The San Francisco fire department, which began participating in CARES in 2009, trained all 1,400 of its staff last year in updated CPR and advanced cardiac-life-support techniques. The department purchased electronic monitors that provide visual feedback about the effectiveness of chest compressions, and it is using new airway tubes that are easier to insert without interrupting CPR.

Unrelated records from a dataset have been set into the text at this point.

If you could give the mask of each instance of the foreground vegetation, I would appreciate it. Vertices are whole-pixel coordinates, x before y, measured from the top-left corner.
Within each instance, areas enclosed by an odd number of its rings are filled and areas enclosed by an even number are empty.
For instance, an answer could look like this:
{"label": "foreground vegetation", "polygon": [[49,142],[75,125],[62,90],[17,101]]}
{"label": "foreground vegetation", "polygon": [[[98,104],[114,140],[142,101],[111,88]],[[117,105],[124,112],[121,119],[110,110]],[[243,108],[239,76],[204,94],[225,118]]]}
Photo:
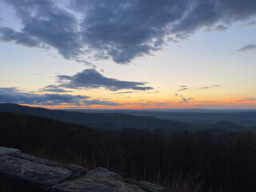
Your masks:
{"label": "foreground vegetation", "polygon": [[206,131],[95,130],[54,119],[0,113],[0,146],[124,178],[170,191],[256,191],[256,134]]}

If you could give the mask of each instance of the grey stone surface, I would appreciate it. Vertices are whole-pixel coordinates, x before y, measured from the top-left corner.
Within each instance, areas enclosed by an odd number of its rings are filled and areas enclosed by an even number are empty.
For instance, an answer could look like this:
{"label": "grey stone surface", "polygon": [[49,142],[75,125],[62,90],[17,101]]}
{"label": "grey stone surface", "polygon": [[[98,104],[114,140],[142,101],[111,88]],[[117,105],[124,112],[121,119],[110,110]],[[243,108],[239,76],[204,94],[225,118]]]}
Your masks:
{"label": "grey stone surface", "polygon": [[132,184],[132,185],[138,185],[138,182],[133,179],[133,178],[125,178],[125,182],[129,183],[129,184]]}
{"label": "grey stone surface", "polygon": [[0,147],[0,157],[20,153],[19,150],[7,147]]}
{"label": "grey stone surface", "polygon": [[73,173],[79,172],[81,175],[85,175],[88,172],[87,169],[74,164],[67,164],[63,168],[72,170]]}
{"label": "grey stone surface", "polygon": [[68,179],[72,174],[66,169],[2,156],[0,158],[0,191],[8,187],[14,187],[10,191],[45,191],[55,183]]}
{"label": "grey stone surface", "polygon": [[163,187],[158,185],[154,185],[151,182],[147,182],[144,181],[139,182],[139,186],[142,190],[144,190],[146,192],[163,192],[164,191]]}
{"label": "grey stone surface", "polygon": [[61,167],[61,164],[58,162],[54,162],[51,160],[48,160],[48,159],[45,159],[45,158],[37,158],[37,157],[34,157],[31,154],[18,153],[18,154],[12,154],[12,156],[16,157],[16,158],[22,158],[22,159],[26,159],[26,160],[28,160],[30,162],[38,162],[40,164],[50,166]]}
{"label": "grey stone surface", "polygon": [[0,192],[164,191],[150,182],[140,182],[138,186],[134,179],[123,179],[101,167],[91,171],[72,164],[64,167],[18,150],[0,147]]}
{"label": "grey stone surface", "polygon": [[89,171],[74,181],[67,181],[52,187],[50,192],[144,192],[138,186],[124,182],[117,174],[104,168]]}

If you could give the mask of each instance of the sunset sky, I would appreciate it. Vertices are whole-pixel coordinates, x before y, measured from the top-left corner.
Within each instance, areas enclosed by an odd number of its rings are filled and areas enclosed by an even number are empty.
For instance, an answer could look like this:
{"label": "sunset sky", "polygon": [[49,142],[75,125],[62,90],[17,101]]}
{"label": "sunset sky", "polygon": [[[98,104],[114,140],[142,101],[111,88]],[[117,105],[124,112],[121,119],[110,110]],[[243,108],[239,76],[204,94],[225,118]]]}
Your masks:
{"label": "sunset sky", "polygon": [[255,0],[0,0],[0,102],[256,109]]}

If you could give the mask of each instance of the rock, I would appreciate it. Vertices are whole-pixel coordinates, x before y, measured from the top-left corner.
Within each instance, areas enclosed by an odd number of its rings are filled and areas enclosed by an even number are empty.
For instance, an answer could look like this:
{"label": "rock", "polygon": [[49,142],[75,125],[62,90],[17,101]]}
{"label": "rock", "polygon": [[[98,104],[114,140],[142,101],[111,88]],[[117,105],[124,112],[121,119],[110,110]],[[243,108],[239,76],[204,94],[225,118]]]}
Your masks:
{"label": "rock", "polygon": [[50,166],[61,167],[61,164],[58,162],[54,162],[51,160],[48,160],[48,159],[45,159],[45,158],[37,158],[37,157],[34,157],[31,154],[18,153],[18,154],[12,154],[12,156],[14,156],[14,157],[19,158],[22,158],[22,159],[26,159],[26,160],[28,160],[30,162],[38,162],[40,164]]}
{"label": "rock", "polygon": [[87,169],[74,164],[67,164],[63,168],[72,170],[73,173],[79,172],[81,175],[85,175],[88,172]]}
{"label": "rock", "polygon": [[53,185],[66,181],[72,171],[30,162],[13,156],[0,157],[0,191],[48,191]]}
{"label": "rock", "polygon": [[21,151],[19,150],[16,150],[13,148],[0,147],[0,157],[18,154]]}
{"label": "rock", "polygon": [[164,188],[151,182],[139,182],[139,186],[146,192],[163,192]]}
{"label": "rock", "polygon": [[74,180],[74,179],[78,179],[79,178],[82,178],[82,175],[79,172],[75,172],[74,174],[72,174],[72,176],[70,177],[70,180]]}
{"label": "rock", "polygon": [[124,182],[117,174],[104,168],[89,171],[74,181],[54,186],[50,192],[144,192],[138,186]]}
{"label": "rock", "polygon": [[138,185],[138,182],[133,178],[125,178],[124,181],[125,181],[125,182],[129,183],[129,184],[132,184],[132,185]]}

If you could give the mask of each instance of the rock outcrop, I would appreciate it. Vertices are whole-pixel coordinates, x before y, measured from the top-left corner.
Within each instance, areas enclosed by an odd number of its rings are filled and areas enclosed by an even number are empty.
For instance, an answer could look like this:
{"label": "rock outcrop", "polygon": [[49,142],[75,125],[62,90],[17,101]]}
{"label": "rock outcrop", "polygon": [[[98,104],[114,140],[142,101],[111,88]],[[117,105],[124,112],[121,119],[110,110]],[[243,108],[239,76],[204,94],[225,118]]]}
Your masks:
{"label": "rock outcrop", "polygon": [[123,179],[98,167],[91,171],[0,147],[0,192],[160,192],[162,186]]}

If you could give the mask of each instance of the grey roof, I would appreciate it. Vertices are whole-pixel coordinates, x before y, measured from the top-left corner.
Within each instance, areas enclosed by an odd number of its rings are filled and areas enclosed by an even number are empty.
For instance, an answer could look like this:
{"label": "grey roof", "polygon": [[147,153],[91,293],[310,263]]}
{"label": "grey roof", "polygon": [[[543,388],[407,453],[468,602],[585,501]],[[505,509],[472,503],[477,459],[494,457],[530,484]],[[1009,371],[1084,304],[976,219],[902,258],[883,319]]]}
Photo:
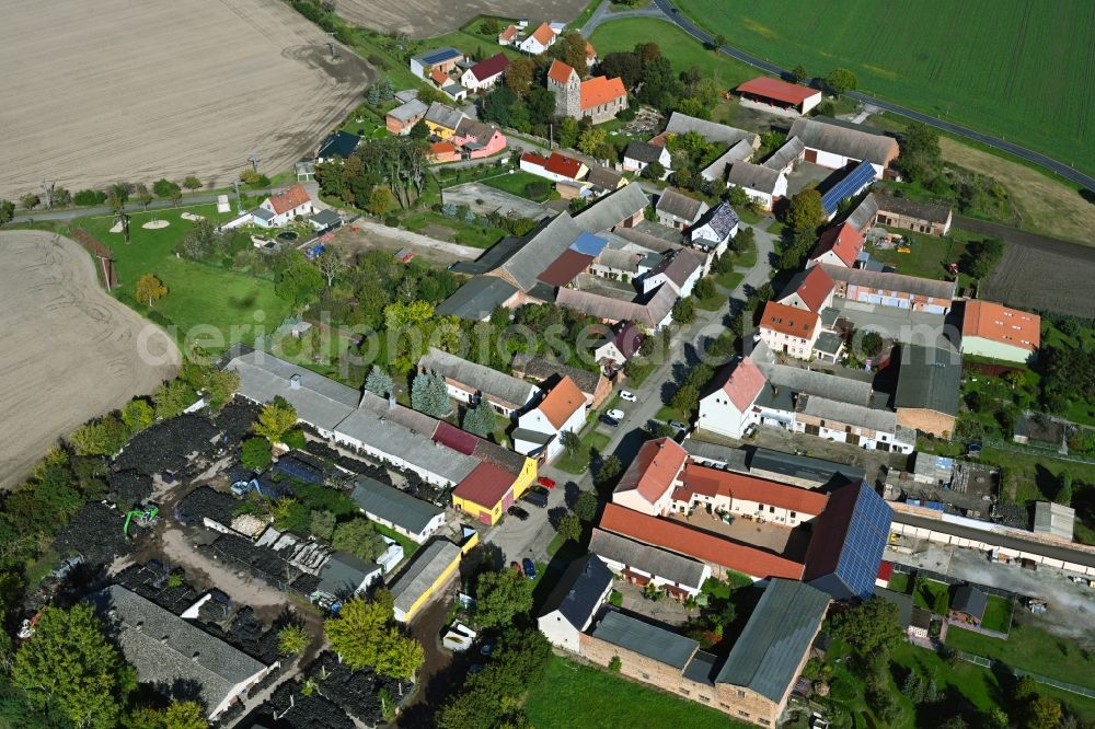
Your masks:
{"label": "grey roof", "polygon": [[425,114],[428,108],[429,108],[428,106],[423,104],[417,99],[412,99],[405,104],[402,104],[393,108],[391,112],[388,113],[388,116],[395,117],[400,121],[410,121],[414,117],[422,116],[423,114]]}
{"label": "grey roof", "polygon": [[672,187],[667,187],[661,190],[661,195],[658,196],[658,202],[654,207],[659,212],[668,212],[675,218],[691,222],[700,217],[704,205],[703,200],[698,200],[694,197],[678,193]]}
{"label": "grey roof", "polygon": [[666,124],[666,131],[672,135],[683,135],[689,131],[698,131],[710,142],[722,142],[725,144],[736,144],[741,140],[747,140],[750,144],[759,137],[753,131],[736,129],[725,124],[700,119],[688,114],[673,112]]}
{"label": "grey roof", "polygon": [[660,160],[661,153],[665,151],[665,147],[658,147],[657,144],[645,142],[642,139],[632,139],[627,142],[627,148],[623,151],[623,155],[629,160],[650,164],[652,162]]}
{"label": "grey roof", "polygon": [[153,684],[169,695],[193,682],[200,698],[212,709],[238,684],[267,668],[120,585],[93,592],[88,600],[116,627],[122,652],[137,669],[141,683]]}
{"label": "grey roof", "polygon": [[772,152],[772,157],[764,160],[763,165],[771,170],[786,170],[787,166],[799,159],[806,152],[806,146],[798,137],[792,137],[783,147]]}
{"label": "grey roof", "polygon": [[517,288],[497,276],[476,276],[434,310],[438,316],[458,316],[473,322],[491,313],[517,293]]}
{"label": "grey roof", "polygon": [[954,281],[936,281],[918,276],[865,270],[863,268],[844,268],[843,266],[835,266],[833,264],[821,264],[821,268],[834,281],[848,281],[855,286],[886,289],[888,291],[902,291],[912,296],[932,297],[935,299],[954,299],[955,287],[957,286]]}
{"label": "grey roof", "polygon": [[557,610],[570,625],[581,630],[601,606],[601,595],[611,585],[612,570],[596,554],[587,554],[567,566],[540,614]]}
{"label": "grey roof", "polygon": [[800,396],[795,409],[803,415],[822,420],[834,420],[842,425],[871,428],[880,432],[894,432],[897,429],[897,413],[892,410],[837,402],[818,395]]}
{"label": "grey roof", "polygon": [[726,167],[735,162],[748,160],[754,151],[753,146],[748,140],[742,139],[723,152],[714,162],[701,170],[700,175],[704,180],[723,180],[726,177]]}
{"label": "grey roof", "polygon": [[775,186],[782,174],[782,170],[772,170],[752,162],[735,162],[726,175],[726,182],[730,185],[771,194],[775,192]]}
{"label": "grey roof", "polygon": [[381,484],[368,476],[358,476],[354,483],[350,498],[359,509],[376,514],[378,518],[399,524],[412,534],[419,534],[437,514],[445,509],[423,501],[401,491],[394,486]]}
{"label": "grey roof", "polygon": [[828,608],[825,592],[802,582],[773,579],[718,671],[716,683],[748,686],[782,702]]}
{"label": "grey roof", "polygon": [[589,551],[601,557],[635,567],[681,587],[700,589],[704,565],[695,559],[632,542],[618,534],[593,529]]}
{"label": "grey roof", "polygon": [[683,670],[700,644],[616,611],[604,613],[592,636],[639,656]]}
{"label": "grey roof", "polygon": [[[280,395],[297,408],[301,420],[324,430],[334,430],[361,398],[353,387],[262,350],[234,357],[227,369],[239,372],[239,393],[247,400],[269,403]],[[300,377],[300,387],[293,390],[289,379],[296,375]]]}
{"label": "grey roof", "polygon": [[420,598],[441,572],[460,556],[460,547],[448,540],[436,540],[419,549],[411,564],[392,583],[395,606],[406,612]]}
{"label": "grey roof", "polygon": [[[463,86],[461,86],[463,89]],[[446,129],[456,129],[460,120],[464,118],[464,113],[458,108],[452,108],[441,102],[434,102],[426,109],[426,120],[439,124]]]}
{"label": "grey roof", "polygon": [[403,405],[365,393],[361,407],[338,425],[338,432],[452,483],[461,482],[479,461],[471,455],[435,443],[430,438],[437,420]]}
{"label": "grey roof", "polygon": [[[598,233],[615,228],[625,219],[646,209],[650,199],[636,184],[627,184],[609,193],[574,217],[581,230]],[[539,273],[539,271],[538,271]]]}
{"label": "grey roof", "polygon": [[380,565],[365,562],[348,552],[333,552],[323,568],[320,569],[320,583],[316,590],[334,598],[353,595],[369,578],[380,572]]}
{"label": "grey roof", "polygon": [[498,401],[514,408],[527,405],[537,394],[537,387],[523,380],[450,355],[436,347],[430,347],[429,352],[418,360],[418,367],[443,374],[475,392],[483,393],[487,400]]}
{"label": "grey roof", "polygon": [[798,137],[810,149],[820,149],[853,160],[887,165],[897,157],[897,140],[873,131],[849,128],[832,119],[799,117],[791,125],[788,137]]}
{"label": "grey roof", "polygon": [[901,345],[897,373],[897,407],[924,408],[958,415],[961,355],[940,347]]}

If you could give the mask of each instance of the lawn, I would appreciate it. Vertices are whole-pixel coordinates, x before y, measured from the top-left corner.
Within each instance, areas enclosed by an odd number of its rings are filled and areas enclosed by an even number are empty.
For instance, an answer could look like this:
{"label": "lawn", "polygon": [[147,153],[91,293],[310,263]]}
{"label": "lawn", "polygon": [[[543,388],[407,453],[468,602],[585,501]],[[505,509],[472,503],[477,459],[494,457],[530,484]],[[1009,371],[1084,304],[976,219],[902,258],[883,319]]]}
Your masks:
{"label": "lawn", "polygon": [[1095,170],[1095,9],[1086,0],[677,4],[784,68],[823,76],[844,67],[861,91]]}
{"label": "lawn", "polygon": [[525,713],[535,727],[748,727],[695,702],[552,656],[543,681],[529,687]]}
{"label": "lawn", "polygon": [[622,18],[604,23],[593,31],[589,40],[601,58],[615,50],[632,50],[642,40],[653,40],[661,48],[675,71],[699,66],[704,76],[713,78],[724,88],[734,88],[757,76],[751,67],[725,54],[716,55],[707,50],[676,25],[654,18]]}
{"label": "lawn", "polygon": [[[192,222],[180,218],[184,211],[209,220],[230,217],[218,216],[212,205],[137,212],[129,223],[129,245],[120,233],[110,232],[114,224],[110,216],[81,218],[73,221],[72,227],[87,229],[114,252],[119,285],[115,296],[124,303],[147,313],[147,308],[135,300],[137,280],[145,274],[154,274],[163,281],[168,294],[157,302],[154,317],[161,324],[174,325],[175,338],[181,344],[192,337],[205,349],[217,352],[234,342],[253,340],[255,326],[264,331],[276,327],[289,313],[289,304],[275,296],[270,281],[175,257],[175,244],[193,227]],[[142,228],[153,216],[169,221],[169,227]],[[260,312],[262,317],[256,319]],[[209,327],[219,332],[219,337]]]}
{"label": "lawn", "polygon": [[1095,655],[1075,640],[1036,627],[1014,625],[1004,640],[952,625],[947,629],[947,646],[999,660],[1011,668],[1095,688]]}

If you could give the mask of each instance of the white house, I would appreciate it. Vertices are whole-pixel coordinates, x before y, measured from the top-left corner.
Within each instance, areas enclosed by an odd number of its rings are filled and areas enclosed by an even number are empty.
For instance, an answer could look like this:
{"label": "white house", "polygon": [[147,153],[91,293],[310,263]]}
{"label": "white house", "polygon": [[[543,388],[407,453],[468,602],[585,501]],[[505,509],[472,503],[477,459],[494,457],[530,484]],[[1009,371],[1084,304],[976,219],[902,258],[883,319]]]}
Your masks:
{"label": "white house", "polygon": [[553,646],[580,652],[579,637],[612,591],[612,571],[596,555],[575,559],[548,595],[537,626]]}
{"label": "white house", "polygon": [[514,450],[551,461],[563,450],[564,432],[577,433],[586,423],[586,396],[564,377],[540,403],[521,415],[514,431]]}
{"label": "white house", "polygon": [[312,198],[303,185],[293,185],[284,193],[270,195],[252,212],[254,222],[261,228],[281,228],[297,216],[308,217],[315,212]]}

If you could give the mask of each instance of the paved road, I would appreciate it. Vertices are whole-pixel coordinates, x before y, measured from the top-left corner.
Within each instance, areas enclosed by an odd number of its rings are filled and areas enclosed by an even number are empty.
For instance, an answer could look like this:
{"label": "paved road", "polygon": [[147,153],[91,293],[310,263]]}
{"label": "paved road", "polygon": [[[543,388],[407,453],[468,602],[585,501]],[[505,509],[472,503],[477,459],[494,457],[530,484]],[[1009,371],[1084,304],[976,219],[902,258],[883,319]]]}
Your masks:
{"label": "paved road", "polygon": [[[673,7],[673,3],[670,2],[669,0],[654,0],[654,5],[656,5],[661,11],[661,14],[665,18],[668,18],[672,23],[680,26],[681,30],[683,30],[692,37],[696,38],[698,40],[706,45],[711,45],[713,43],[712,36],[706,31],[704,31],[695,23],[690,21],[688,18],[685,18],[683,13],[679,12],[677,8]],[[583,28],[583,31],[585,31],[585,28]],[[759,68],[762,71],[774,73],[775,76],[781,76],[781,77],[788,76],[785,69],[780,68],[775,63],[766,61],[763,58],[758,58],[757,56],[747,54],[742,50],[738,50],[737,48],[731,48],[729,46],[722,46],[719,50],[727,54],[728,56],[737,58],[738,60],[745,63],[749,63],[750,66]],[[924,124],[929,124],[937,129],[948,131],[953,135],[958,135],[959,137],[965,137],[967,139],[972,139],[973,141],[981,142],[982,144],[994,147],[995,149],[1014,154],[1015,157],[1026,160],[1027,162],[1033,162],[1041,167],[1045,167],[1046,170],[1049,170],[1050,172],[1053,172],[1070,182],[1073,182],[1077,185],[1083,185],[1087,189],[1095,190],[1095,177],[1085,175],[1079,170],[1072,167],[1071,165],[1064,164],[1063,162],[1058,162],[1057,160],[1046,157],[1045,154],[1035,152],[1025,147],[1019,147],[1018,144],[1013,144],[1012,142],[1005,139],[1000,139],[998,137],[992,137],[990,135],[981,134],[980,131],[976,131],[968,127],[953,124],[950,121],[936,118],[929,114],[922,114],[914,109],[904,106],[899,106],[898,104],[892,104],[881,99],[875,99],[874,96],[868,96],[867,94],[863,94],[860,92],[853,91],[849,92],[845,95],[849,96],[850,99],[854,99],[865,104],[877,106],[880,109],[892,112],[894,114],[900,114],[903,117],[917,121],[923,121]]]}
{"label": "paved road", "polygon": [[[772,270],[771,258],[777,240],[775,235],[764,230],[770,224],[772,224],[772,219],[765,218],[756,225],[751,225],[757,240],[757,264],[745,271],[745,278],[730,292],[727,303],[716,312],[700,311],[700,316],[695,322],[680,329],[673,336],[666,361],[647,377],[642,386],[634,389],[638,402],[625,403],[621,401],[615,406],[626,413],[618,427],[597,426],[601,432],[610,435],[604,453],[615,453],[625,464],[632,461],[635,452],[645,441],[643,427],[656,419],[666,395],[672,389],[671,383],[677,381],[690,367],[688,363],[690,361],[689,347],[694,346],[701,339],[717,337],[726,328],[727,319],[730,315],[730,299],[744,301],[747,298],[747,291],[769,281],[769,274]],[[541,468],[541,474],[557,483],[556,488],[549,495],[548,509],[522,505],[530,514],[528,521],[518,521],[512,517],[503,519],[498,525],[487,532],[483,540],[502,548],[507,564],[509,560],[519,560],[523,557],[531,557],[538,562],[550,562],[546,547],[555,536],[555,530],[549,523],[548,512],[565,506],[565,494],[568,488],[573,491],[575,487],[580,490],[590,490],[593,487],[592,475],[589,472],[581,476],[574,476],[549,465]]]}

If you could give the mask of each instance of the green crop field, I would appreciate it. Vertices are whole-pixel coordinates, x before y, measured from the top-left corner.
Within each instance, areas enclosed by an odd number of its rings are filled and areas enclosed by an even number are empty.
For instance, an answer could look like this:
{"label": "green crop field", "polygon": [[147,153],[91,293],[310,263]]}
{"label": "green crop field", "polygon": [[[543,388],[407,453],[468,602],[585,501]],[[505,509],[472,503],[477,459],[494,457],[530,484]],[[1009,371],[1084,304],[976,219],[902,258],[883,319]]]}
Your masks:
{"label": "green crop field", "polygon": [[1095,172],[1090,0],[677,4],[728,45],[784,68],[849,68],[861,91]]}

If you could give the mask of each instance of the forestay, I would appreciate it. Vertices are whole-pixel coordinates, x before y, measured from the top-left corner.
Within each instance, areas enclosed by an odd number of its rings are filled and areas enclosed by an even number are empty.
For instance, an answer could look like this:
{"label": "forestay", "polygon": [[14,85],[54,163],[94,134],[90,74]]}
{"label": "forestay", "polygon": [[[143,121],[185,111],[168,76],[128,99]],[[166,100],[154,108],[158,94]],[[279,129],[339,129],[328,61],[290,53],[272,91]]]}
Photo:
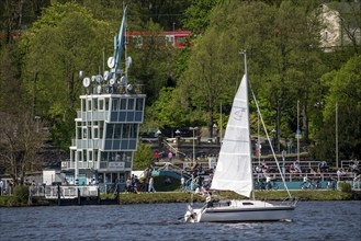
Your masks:
{"label": "forestay", "polygon": [[245,74],[233,103],[211,188],[250,197],[253,182],[247,82]]}

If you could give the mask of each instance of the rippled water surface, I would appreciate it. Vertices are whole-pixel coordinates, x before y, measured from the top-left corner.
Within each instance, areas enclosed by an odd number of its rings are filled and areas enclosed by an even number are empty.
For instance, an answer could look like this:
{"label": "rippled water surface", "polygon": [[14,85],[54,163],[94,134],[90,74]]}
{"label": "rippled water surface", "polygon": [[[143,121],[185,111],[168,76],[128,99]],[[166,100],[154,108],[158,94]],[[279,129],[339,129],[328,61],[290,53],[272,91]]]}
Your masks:
{"label": "rippled water surface", "polygon": [[303,202],[293,222],[250,223],[184,223],[185,206],[0,208],[0,240],[361,240],[361,202]]}

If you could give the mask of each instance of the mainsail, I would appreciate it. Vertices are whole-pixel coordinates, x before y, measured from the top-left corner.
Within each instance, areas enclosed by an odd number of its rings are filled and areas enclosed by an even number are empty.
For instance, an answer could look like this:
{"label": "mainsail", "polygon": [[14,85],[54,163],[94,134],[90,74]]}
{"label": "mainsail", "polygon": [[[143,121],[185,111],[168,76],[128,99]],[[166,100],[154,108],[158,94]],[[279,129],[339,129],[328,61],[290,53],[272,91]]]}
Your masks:
{"label": "mainsail", "polygon": [[211,188],[250,197],[253,180],[247,82],[245,74],[233,103]]}

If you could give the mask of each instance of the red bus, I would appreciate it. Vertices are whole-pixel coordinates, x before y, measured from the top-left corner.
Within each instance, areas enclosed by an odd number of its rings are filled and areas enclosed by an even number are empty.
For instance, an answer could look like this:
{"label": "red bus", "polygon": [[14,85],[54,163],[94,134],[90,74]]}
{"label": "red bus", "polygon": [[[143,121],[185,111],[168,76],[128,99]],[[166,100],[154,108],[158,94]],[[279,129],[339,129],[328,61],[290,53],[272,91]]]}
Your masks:
{"label": "red bus", "polygon": [[190,47],[191,31],[165,31],[160,33],[150,32],[126,32],[126,43],[131,46],[143,47],[145,37],[154,37],[157,45],[174,48]]}

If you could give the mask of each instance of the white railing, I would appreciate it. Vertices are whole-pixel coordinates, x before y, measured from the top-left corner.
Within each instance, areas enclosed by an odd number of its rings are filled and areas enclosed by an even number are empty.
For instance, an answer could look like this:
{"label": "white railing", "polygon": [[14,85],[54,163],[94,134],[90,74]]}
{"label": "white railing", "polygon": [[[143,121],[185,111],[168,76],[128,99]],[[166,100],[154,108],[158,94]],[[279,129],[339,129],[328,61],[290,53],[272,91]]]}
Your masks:
{"label": "white railing", "polygon": [[45,186],[30,187],[31,196],[45,196],[48,199],[60,198],[77,198],[80,196],[97,196],[98,185],[90,186]]}

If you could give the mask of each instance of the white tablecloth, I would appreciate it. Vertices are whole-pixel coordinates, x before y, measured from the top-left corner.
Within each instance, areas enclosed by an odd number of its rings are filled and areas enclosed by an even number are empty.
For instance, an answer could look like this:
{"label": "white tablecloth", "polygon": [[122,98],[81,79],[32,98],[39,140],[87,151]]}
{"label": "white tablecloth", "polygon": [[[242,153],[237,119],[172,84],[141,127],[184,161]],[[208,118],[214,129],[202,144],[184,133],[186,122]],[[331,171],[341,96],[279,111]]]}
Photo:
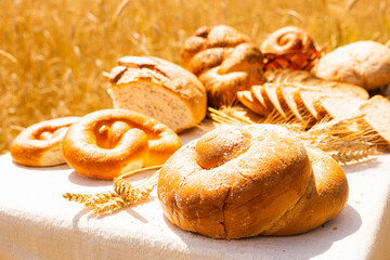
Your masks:
{"label": "white tablecloth", "polygon": [[[182,135],[185,143],[194,133]],[[68,166],[22,167],[0,157],[0,259],[390,259],[390,155],[343,167],[341,214],[307,234],[218,240],[180,230],[146,203],[107,217],[62,197],[112,190]]]}

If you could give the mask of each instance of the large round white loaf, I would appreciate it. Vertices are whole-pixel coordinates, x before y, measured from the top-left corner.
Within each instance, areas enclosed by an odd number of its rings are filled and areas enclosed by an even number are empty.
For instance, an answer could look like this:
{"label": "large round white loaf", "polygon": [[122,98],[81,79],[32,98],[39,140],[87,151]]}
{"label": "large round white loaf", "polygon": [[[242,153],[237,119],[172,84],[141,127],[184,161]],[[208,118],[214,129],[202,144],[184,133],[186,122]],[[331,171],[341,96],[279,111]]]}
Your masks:
{"label": "large round white loaf", "polygon": [[390,49],[375,41],[356,41],[323,56],[314,73],[323,79],[376,89],[390,82]]}
{"label": "large round white loaf", "polygon": [[108,94],[115,108],[153,117],[176,132],[206,116],[203,83],[186,69],[154,56],[125,56],[109,77]]}

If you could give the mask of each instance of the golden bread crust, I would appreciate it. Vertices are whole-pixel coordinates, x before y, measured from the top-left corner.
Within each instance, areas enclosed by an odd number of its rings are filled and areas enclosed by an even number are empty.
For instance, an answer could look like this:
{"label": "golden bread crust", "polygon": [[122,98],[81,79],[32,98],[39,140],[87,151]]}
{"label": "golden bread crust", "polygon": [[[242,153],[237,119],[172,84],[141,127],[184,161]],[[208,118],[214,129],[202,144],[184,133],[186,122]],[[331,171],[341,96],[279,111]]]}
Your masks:
{"label": "golden bread crust", "polygon": [[82,117],[62,143],[68,165],[80,174],[113,179],[123,171],[164,164],[181,146],[164,123],[128,109]]}
{"label": "golden bread crust", "polygon": [[200,27],[185,40],[181,58],[205,84],[210,106],[232,105],[237,91],[264,82],[261,51],[229,26]]}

Fire department captain Justin Schorr says the emergency survival rate in the city has risen over the two-year period. But the city wanted also to measure survival in another way—-for victims whose cardiac arrest was witnessed and someone, either a bystander or EMS staff, intervened with CPR or a defibrillator. “We focused on how well we did when we had the best chance to help someone,” he says, and results improved dramatically—from 9% to 23% over the period.
Researchers also are investigating possible new techniques to boost survival rates. For example, people admitted to the hospital ER at high risk for traumatic brain injury or hemorrhagic shock currently are given a dose of estrogen within two hours of injury, which has been shown to reduce dangerous inflammation. The Resuscitation Outcomes Consortium, a group of 10 regional centers based at the University of Washington that conducts clinical trials, plans to investigate whether estrogen given intravenously before the patient gets to the hospital would improve survival.